By this time, engineers were busy trying to figure out what was going wrong and how to expand capacity to meet a pickup in demand. The models seemed to indicate that heat sink capacity should have been adequate, despite the operating problems. People were puzzled. They planned projects to add capacity to the tower and to the chillers. However, such expansions required significant capital.
So, the plant formed a six-sigma team. It checked models, downloaded and analyzed data, and reviewed the process and instrumentation drawings. The team felt comfortable with its knowledge of the system. Then, interviews with the operators began.
One heat exchanger system that dictated the cooling-tower water pressure was located at the top of the tallest column on the site. That system would switch from cooling tower water to chilled water, depending on the temperature of the cooling tower water, to maintain the overheads rate. The system included separate exchangers for condensing the column overheads. A cooling-tower-water control valve adjusted the flow. By monitoring the pressure upstream of the valve, operators knew when to either add or shut down a pump to maintain the pressure required.
The review with the operators began with the process control engineer talking about how the system controlled the overheads pressure. As the discussion proceeded, one of the operators interjected: “That isn’t how it works!” He then explained how the controls really worked and how operators contended with some problems that this caused. A team was sent out to check how the valve and controls operated. Sure enough, the valve — still the original one installed 40 years ago — acted exactly opposite to the way specified.
The signal to close actually was opening the valve, raising flow until it was limited by available pressure. This meant the chilled-water cooling stream was increased more to offset the effects of heating on the process condensing stream —starving flow to other parts of the process as well as the condensers on the chillers; the excess water flow back to the cooling tower effectively limited the ability of the tower to reduce the temperature.

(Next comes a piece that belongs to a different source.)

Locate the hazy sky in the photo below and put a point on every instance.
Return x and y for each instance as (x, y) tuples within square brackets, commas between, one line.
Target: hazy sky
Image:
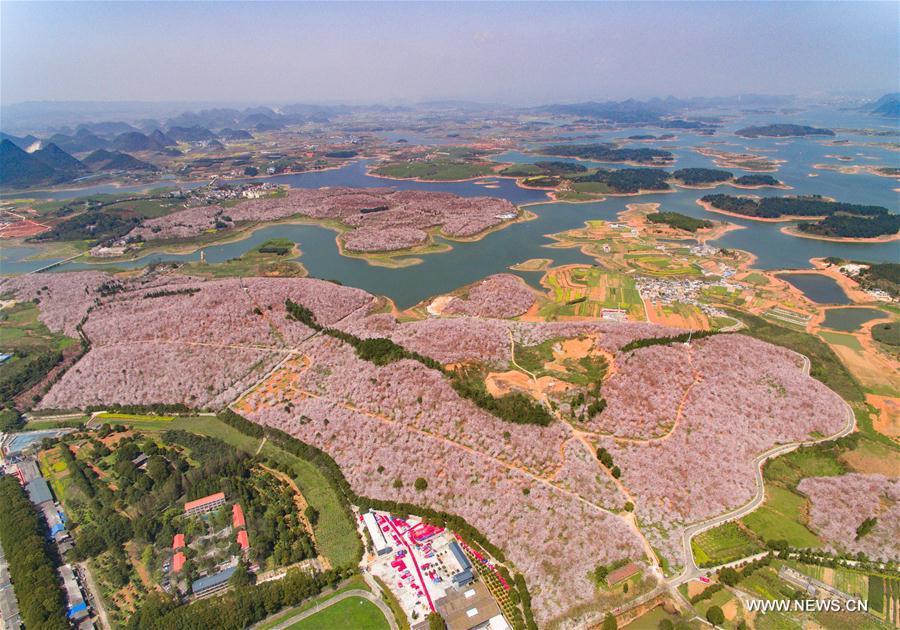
[(378, 52)]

Simply reversing the valve action provided more than enough capacity in the cooling sinks to allow a major increase in capacity, obviating the projects to boost capacity of the cooling sinks and millions of dollars in capital expenditures.
The key takeaway here is to check your assumptions when diagnosing problems with complex systems, especially those that are highly integrated like most pinch-technology designs. (For details on potential control problems with such designs, see: “Control Challenges Can Pinch Energy Savings.”)
Earl M. Clark, PE, – Engineering Manager, Global Energy Services. Clark retired from DuPont after a career of 39 years and 11 months and joined Hudson’s Global Energy Systems Group as Engineering Manager. During his over 43 years in the industry, he has worked in nearly all aspects of the energy field; building, operating and troubleshooting energy facilities for DuPont. He began his energy career with Duke Power and Clemson University during the energy crisis in the 1970s.
Active in both, the American Society of Mechanical Engineers and the American Society of Heating, Ventilating, Refrigerating, and Air-Conditioning Engineers (ASHRAE), Clark was chairman of ASHRAE's task group on Halocarbon Emissions and served on the committee that created ASHRAE SPG3 - Guideline for Reducing Halocarbon Emissions. He has written numerous papers on CFC alternatives and retrofitting CFC chillers. He was awarded a U.S. patent on a method for reducing emissions from refrigeration equipment. He has served as technical resource for several others.